1997年夏天出奇地清朗,過了五月,天上彷彿一朵雲都不曾見過。
六月末,各項主題彙報演出甚至搶了期末考試的風頭,我每天下午被調到廣播站寫活動稿,傍晚才能回家,可這仍舊是所有同學裡最早放學的——因為其他人放學後要學跳交誼舞。
學生時代,跳交誼舞這件事到底是甜蜜的漩渦還是噩夢,完全取決於你長得好不好看,肢體協調不協調。
我屬於肢體不協調的,肯定不是因為長得不好看,學個廣播體操都比別人慢半拍。藍亦菲則不同,體育館三樓的舞蹈教室是她的天下。在跳舞場,藍亦菲就是公主,要所有人俯首稱臣。

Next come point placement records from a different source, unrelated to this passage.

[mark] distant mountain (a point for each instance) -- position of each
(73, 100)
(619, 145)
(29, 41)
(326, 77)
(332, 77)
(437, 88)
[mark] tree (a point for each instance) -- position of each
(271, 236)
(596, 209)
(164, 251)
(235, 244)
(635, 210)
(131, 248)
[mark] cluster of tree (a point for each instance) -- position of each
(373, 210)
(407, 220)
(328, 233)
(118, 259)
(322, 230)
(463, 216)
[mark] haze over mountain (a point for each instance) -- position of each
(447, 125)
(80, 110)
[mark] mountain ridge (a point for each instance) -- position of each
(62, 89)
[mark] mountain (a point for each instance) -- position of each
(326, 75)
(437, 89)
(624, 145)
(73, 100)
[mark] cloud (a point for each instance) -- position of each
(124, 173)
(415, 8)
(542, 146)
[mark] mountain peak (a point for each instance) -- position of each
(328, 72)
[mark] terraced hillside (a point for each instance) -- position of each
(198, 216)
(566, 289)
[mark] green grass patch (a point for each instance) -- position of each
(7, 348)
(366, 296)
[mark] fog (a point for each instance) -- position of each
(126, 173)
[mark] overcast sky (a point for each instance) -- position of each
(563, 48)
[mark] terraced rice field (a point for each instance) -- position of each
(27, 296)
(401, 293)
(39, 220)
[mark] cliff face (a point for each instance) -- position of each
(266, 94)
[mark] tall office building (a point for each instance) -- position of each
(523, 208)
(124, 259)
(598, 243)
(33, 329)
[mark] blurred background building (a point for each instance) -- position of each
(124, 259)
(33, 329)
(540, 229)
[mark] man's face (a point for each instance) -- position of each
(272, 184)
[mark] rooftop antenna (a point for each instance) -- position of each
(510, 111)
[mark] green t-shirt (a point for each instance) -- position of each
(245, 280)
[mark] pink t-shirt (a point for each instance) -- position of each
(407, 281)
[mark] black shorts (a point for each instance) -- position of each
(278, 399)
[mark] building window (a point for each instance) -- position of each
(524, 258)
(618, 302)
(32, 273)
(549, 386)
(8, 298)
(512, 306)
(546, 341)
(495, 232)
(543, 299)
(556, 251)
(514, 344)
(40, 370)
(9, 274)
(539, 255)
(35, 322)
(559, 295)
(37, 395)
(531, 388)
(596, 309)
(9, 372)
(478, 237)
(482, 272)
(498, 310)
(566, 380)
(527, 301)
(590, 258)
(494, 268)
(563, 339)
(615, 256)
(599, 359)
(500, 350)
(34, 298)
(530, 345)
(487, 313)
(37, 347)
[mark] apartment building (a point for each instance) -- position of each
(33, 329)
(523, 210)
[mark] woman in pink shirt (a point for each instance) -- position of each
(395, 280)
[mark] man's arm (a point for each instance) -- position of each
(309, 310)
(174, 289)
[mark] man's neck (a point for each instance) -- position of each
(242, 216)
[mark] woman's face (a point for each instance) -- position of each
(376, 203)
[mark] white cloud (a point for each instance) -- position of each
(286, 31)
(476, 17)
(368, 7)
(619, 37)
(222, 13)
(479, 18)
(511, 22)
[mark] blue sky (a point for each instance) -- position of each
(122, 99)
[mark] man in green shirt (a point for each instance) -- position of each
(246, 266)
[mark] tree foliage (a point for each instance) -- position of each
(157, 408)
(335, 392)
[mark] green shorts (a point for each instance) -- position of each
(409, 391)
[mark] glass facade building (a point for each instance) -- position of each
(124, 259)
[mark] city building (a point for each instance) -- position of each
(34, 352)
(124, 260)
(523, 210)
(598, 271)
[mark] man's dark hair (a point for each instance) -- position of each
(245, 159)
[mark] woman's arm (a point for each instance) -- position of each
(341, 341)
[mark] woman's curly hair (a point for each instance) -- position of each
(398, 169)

亦菲說:「姍姍你的背要挺,手臂要直。關超你不要搗亂,郭靖你都快成殭屍了……」
郭靖一臉黑線,在一旁看熱鬧的我哈哈大笑,結果同樣在一旁看熱鬧or督導的金老師說:「黃瀛子你還看熱鬧?下午缺課還不趕快回家寫作業?」
「哈哈哈哈哈哈好!」我抬腿要走,誰知蔣翼說:「你沒帶鑰匙吧,我跟你一起走。」
「蔣翼你站住!」金老師喝令:「她是沒長手麼?還用你去給她開門?每天都變著法逃跑,你把鑰匙給黃瀛子不就得了?」
蔣翼給我使了個眼色。
我嘻嘻哈哈:「就是說呢,我有手有腳的。」
蔣翼眼神彷彿冷刀。
我裝沒看見:「不耽誤大家練習,我先走啦!
誰知金老師又發話:「明天有英語測驗,晚上我讓莊遠去你家給你把這幾天掉的課補上。」
「啊?」
「啊什麼啊?莊遠你把這幾天的知識點都給黃瀛子講一遍,再看著她寫完作業。」
莊遠正在前面領舞,應了一聲「好」。
男孩子襯衣雪白,眼瞳黑亮。
我看他一眼,又低頭踢踢腳尖,轉身跑了,好心情煙消雲散。
如果當時有知乎,小學生黃瀛子可以把「年級第一就住在隔壁是怎樣的體驗?」寫成一部血淚史。
隔壁家的小孩到底有多可怕我就不贅述了。
然而更可怕的是他不只是年級第一,還眉目如畫,再加上你本身就是個「馬大哈」,又恰巧有一個特別「寵愛」你的班主任和特別要強的媽——那真是恭喜你了!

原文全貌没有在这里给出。